There are many convenient methods in the Reuqests library, such as getting a Web page in get, and in the requests library is the method get (), on the code
Import= requests.get ('https://www.baidu.com')print (Type (r)) Print (R.status_code) Print (Type (r.text)) Print (R.text) Print (r.cookies)

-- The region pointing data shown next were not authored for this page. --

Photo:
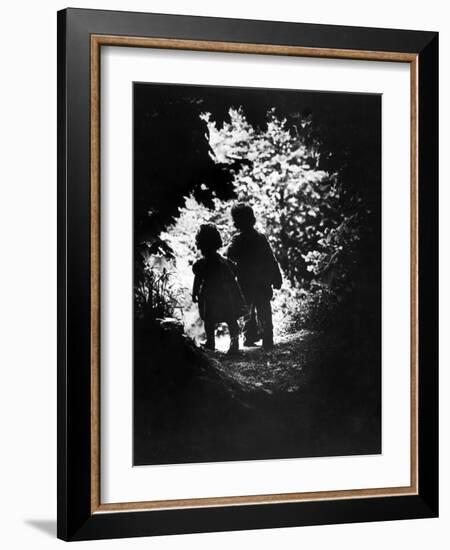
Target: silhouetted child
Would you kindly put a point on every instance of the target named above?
(257, 272)
(215, 288)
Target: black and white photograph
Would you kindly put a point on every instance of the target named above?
(257, 273)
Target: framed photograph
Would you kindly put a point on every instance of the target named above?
(247, 254)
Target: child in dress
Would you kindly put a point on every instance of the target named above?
(215, 288)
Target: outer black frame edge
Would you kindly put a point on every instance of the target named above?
(61, 249)
(75, 521)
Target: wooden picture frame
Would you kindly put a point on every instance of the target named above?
(81, 35)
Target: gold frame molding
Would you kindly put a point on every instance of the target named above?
(97, 41)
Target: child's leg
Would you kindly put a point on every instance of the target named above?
(210, 335)
(251, 327)
(264, 310)
(233, 329)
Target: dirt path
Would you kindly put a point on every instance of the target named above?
(283, 369)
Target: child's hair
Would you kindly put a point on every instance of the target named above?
(208, 238)
(243, 216)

Equivalent to Urlopen method, get a response object, and then output his type, status code, the type of the corresponding body, content and cookies
Requests there are many other methods, such as post,put,delete,head,options, that indicate their request.
Because the most common in HTTP is a GET request, the following is used to build a GET request instance:
ImportRequestsdata= { 'name':'Germey', ' Age':' A' }#You can also add "? name=germey&age=22" to the URL without creating a data dictionary, but it's obviously a lot of trouble.R = Requests.get ('Http://httpbin.org/get', params =data)Print(R.text)#The Web page returns the STR type, JSON format, we can use JSON method to convert a JSON-formatted string into a dictionary
Print(R.json ()) Runfile ('f:/python/exercise/pygame/untitled0.py', wdir='F:/python/exercise/pygame'){ "args": { " Age":" A", "name":"Germey" }, "Headers": { "Accept":"*/*", "accept-encoding":"gzip, deflate", "Connection":"Close", "Host":"httpbin.org", "user-agent":"python-requests/2.18.4" }, "Origin":"182.108.3.27", "URL":"http://httpbin.org/get?name=germey&age=22"}{'args': {' Age':' A','name':'Germey'},'Headers': {'Accept':'*/*','accept-encoding':'gzip, deflate','Connection':'Close','Host':'httpbin.org','user-agent':'python-requests/2.18.4'},'Origin':'182.108.3.27','URL':'http://httpbin.org/get?name=germey&age=22'}
Note, however, that parsing errors json.decoder.JSONDecodeError errors if they are not in JSON format
In the crawl page, we crawl a page, that is, an HTML file, if you want to crawl pictures, audio, video and other files, you need to crawl their binaries, and then decode them to get
Import= Requests.get ("https://github.com/favicon.ico") Print(r.text)print(r.content)
We're like this when we open it.
It can be seen that there are two properties, one is the Text property, which is a Unicode type of file, which is the symbol set type, where the English alphabet is still in English, but the Chinese characters will be represented as garbled form, a content property, which is a binary form of the type, A b at the beginning indicates its file type
Add code to open the file again
With open ('facicon.ico','wb') as F: F.write ( R.content)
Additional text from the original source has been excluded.